As part of the EU Commission action plan for financing sustainable growth, the efforts of the EU to link the financing on capital markets with the needs of the real economy and the objectives of the Paris Agreement to reach a climate neutral EU by 2050, Regulation (EU) 2020/852 of the European Parliament and of the Council of 18 June 2020 on the establishment of a framework to facilitate sustainable investment, and amending Regulation (EU) 2019/2088 was adopted in June 2020.
The Regulation is based on the premise that sustainability and the transition to a safe, climate-neutral, climate-resilient, more resource-efficient and circular economy are crucial to ensuring the long-term competitiveness of the Union economy. In view of the scale of the environmental challenge we are globally facing and the costs associated with inaction or delayed action, the financial system should, according to the European legislator, be gradually adapted in order to support the sustainable functioning of the economy. To that end, the European legislator is of the opinion that sustainable finance needs to become mainstream and consideration needs to be given to the sustainability impact of financial products and services.

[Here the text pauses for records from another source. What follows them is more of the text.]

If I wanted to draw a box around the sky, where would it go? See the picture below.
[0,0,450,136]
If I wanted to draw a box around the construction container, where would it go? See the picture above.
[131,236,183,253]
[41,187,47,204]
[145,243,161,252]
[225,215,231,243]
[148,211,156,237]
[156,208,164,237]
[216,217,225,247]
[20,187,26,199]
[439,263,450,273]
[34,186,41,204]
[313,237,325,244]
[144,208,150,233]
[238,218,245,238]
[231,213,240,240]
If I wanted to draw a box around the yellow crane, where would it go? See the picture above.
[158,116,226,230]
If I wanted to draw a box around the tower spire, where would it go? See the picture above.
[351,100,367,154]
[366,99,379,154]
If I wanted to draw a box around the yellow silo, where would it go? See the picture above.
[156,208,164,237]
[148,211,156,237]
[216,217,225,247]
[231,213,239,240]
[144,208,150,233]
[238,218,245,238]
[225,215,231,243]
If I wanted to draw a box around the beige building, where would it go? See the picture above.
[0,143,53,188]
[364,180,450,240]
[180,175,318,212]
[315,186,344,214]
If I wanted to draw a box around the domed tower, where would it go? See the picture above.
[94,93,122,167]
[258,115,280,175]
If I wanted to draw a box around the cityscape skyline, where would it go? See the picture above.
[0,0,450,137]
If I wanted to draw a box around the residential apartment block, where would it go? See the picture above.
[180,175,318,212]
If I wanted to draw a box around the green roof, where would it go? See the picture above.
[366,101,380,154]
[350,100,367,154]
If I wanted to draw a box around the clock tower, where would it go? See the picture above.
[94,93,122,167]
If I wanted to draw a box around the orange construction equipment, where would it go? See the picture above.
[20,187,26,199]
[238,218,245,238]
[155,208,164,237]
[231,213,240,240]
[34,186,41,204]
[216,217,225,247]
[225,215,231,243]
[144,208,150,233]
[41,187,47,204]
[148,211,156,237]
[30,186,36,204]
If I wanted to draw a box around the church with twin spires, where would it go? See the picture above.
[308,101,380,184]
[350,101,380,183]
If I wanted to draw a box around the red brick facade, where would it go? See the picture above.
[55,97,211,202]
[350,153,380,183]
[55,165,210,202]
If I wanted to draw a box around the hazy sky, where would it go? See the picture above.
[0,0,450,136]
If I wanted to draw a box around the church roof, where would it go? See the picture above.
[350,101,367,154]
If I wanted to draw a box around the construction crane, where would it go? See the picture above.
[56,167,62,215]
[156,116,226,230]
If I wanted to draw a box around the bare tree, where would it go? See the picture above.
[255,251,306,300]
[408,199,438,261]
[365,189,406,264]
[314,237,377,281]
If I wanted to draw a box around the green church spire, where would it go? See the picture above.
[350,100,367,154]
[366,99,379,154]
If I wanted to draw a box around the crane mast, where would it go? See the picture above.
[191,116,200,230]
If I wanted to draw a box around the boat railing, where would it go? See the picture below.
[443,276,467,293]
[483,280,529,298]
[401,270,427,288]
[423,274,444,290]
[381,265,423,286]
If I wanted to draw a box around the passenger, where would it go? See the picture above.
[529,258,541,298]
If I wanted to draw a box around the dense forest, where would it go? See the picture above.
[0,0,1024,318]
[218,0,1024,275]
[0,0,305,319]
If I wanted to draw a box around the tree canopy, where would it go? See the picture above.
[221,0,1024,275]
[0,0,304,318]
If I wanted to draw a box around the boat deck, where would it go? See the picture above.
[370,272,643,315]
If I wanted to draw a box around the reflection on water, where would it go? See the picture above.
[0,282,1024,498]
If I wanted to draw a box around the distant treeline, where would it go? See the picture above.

Considering that making available financial products which pursue environmentally sustainable objectives is an effective way of channelling private investments into sustainable activities, the Regulation sets requirements for marketing financial products or corporate bonds as environmentally sustainable investments, including regarding the use of labels. These requirements should enhance investor confidence and awareness of the environmental impact of those financial products or corporate bonds. The Regulation does not contain restrictions as to unsustainable business activities themselves, nor does it contain prohibitions or limitations on the externalization by businesses of the environmental costs caused by unsustainable businessactivities.
Taxonomy for sustainable investments
This regulation introduces first of all a classification mechanism for sustainable investments.
Such taxonomy combined with the transparency obligations (see below) is intended to enable investors to verify more easily if and to what extent a certain investment or economic activity is in effect “green” or sustainable and to prevent so-called greenwashing. Quite often businesses indeed use the malpractice of marketing a financial product as environmentally friendly or as sustainable, where in fact it is not.
The Regulation introduces four criteria against which an economic activity should be assed to determine to what extent it can be considered environmentally sustainable. An economic activity is considered environmentally sustainable if:
- it contributes substantially to one or more of the six environmental objectives set out in the regulation. The regulation further clarifies what a substantial contribution is and in which cases an investment is considered to be substantially contributing to the six environmental objectives;
- it does not significantly harm any of the environmental objectives. It is not further specified in which cases this would be the case;
- it is carried out incompliance with the minimum safeguards as determined by the Regulation;
- it meets the technical screening criteria still to be established by the European Commission.
The six environmental objectives are the following:
- climate change mitigation;
- climate change adaptation;
- sustainable use and protection of water and marine resources;
- transition to a circular economy;
- pollution prevention and control;
- protection and restoration of biodiversity and ecosystems.
Member States must use these criteria to determine if an economic activity can be qualified as environmentally sustainable for the purpose of any measure setting out requirements for financial market participants or issuers in respect of financial products or corporate bonds that are made available as environmentally sustainable.
Disclosure and transparency
The regulation also imposes a set of information and transparency obligations regarding i) financial instruments which invests in an economic activity that contributes to one of the environmental objectives set by the regulation, ii) financial instruments that promote environmental characteristics, iii) other financial instruments and iv) regarding financial reporting.
Furthermore, the Regulation imposes disclosure in the non-financial statements of the proportion of the turnover derived from and expenditures related to sustainable business activities or processes.
The Regulation applies directly in the Member States, without any transposition into national law being needed. It is in force since 12 July 2020, though certain provisions will only enter into force as of 1 January 2022 respectively 1 January 2023. The first company reports and investor disclosures using the EU taxonomy are due at the start of 2022, covering the financial year 2021.
The European Commission must evaluate the application of the Regulation at the latest by 13 July 2022, and after that every three years.